International Ebola Recovery Conference
The world has an obligation to support the recovery of Ebola affected countries
Fairfield, Conn. (July 9, 2015) — With the opening today of the International Ebola Recovery Conference in New York, the NGO Save the Children urges the international community to support Liberia, Sierra Leone and Guinea mobilizing the resources they need to finance their recovery plans.
The three countries, which are among the poorest in the world, have seen their economies collapse due to the epidemic, not to mention the disastrous consequences it had on health and education. Without outside help, it will be difficult for them to recover from this crisis.
“The international community has an obligation to support Liberia, Sierra Leone, and Guinea to recover from a long crisis which has severely weakened them. Donors must ensure that significant funding is devoted with an emphasis on health and education, two sectors which paid a heavy price to Ebola”, said Natasha Kofoworola Quist, Save the Children’s Regional Director for West and Central Africa.
The health systems in the three countries, which were already failing before Ebola, have collapsed due to an epidemic for which they were not prepared. Major investments are needed to rebuild and to strengthen the health systems in order to guarantee access to basic care for millions of children and pregnant women who did not benefit during the outbreak as the bulk of resources and medical staff focused on fighting the virus.
Education is another important pillar in the recovery. Millions of students lost the equivalent of one year of schooling when schools were closued to curb the spread of the virus among children. Governments, with the support of the international community, must invest in education to allow children to get back to normal schooling in a safe and protective environment.
“Donors must ensure that there is sufficient funding to rebuild and strengthen school systems.
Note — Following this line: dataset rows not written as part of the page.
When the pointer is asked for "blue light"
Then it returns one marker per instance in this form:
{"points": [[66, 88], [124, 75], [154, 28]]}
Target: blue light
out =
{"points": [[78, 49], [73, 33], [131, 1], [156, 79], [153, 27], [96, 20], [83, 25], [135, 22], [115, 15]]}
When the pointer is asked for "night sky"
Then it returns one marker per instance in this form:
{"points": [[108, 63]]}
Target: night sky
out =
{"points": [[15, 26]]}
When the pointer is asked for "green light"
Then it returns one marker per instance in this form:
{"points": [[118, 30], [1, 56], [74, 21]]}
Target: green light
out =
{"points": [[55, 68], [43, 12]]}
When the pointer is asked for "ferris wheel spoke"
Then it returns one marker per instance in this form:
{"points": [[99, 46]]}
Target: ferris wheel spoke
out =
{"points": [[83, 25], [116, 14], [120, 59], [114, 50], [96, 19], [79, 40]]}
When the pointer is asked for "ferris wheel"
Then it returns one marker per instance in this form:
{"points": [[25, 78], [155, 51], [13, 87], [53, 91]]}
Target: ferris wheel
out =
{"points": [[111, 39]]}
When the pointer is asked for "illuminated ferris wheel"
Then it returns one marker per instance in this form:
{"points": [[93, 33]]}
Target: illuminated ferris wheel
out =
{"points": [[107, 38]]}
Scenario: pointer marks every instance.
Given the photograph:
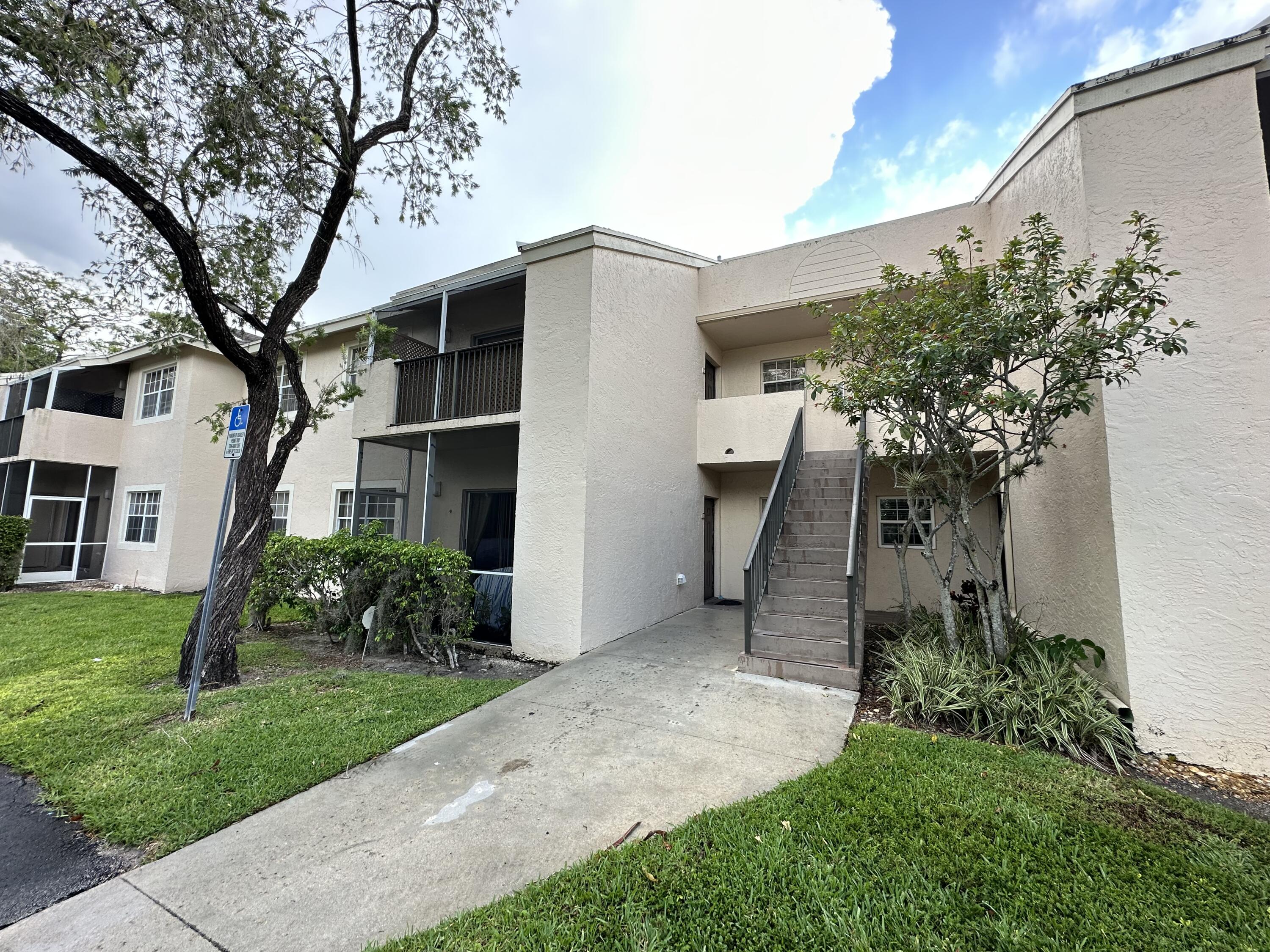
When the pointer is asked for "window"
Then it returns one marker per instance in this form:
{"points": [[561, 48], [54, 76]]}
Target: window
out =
{"points": [[383, 507], [784, 375], [157, 390], [355, 362], [281, 506], [343, 511], [287, 403], [893, 516], [143, 517]]}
It is the governments’ responsibility to do what is necessary to guarantee access to education for all children in the three countries, who have some of the lowest school attendance rates in the world”, added Natasha Kofoworola Quist.
But Save the Children reiterates that it is too early to declare victory against the outbreak. “Ebola is still present in Guinea and Sierra Leone, where new cases are recorded every week, and the virus has reappeared in Liberia, only two months after the World Health Organization announced the end of the epidemic there”, she stressed.
The world was slow to react to the epidemic, we cannot make a second mistake by turning our backs on the countries affected by Ebola before the work is finished.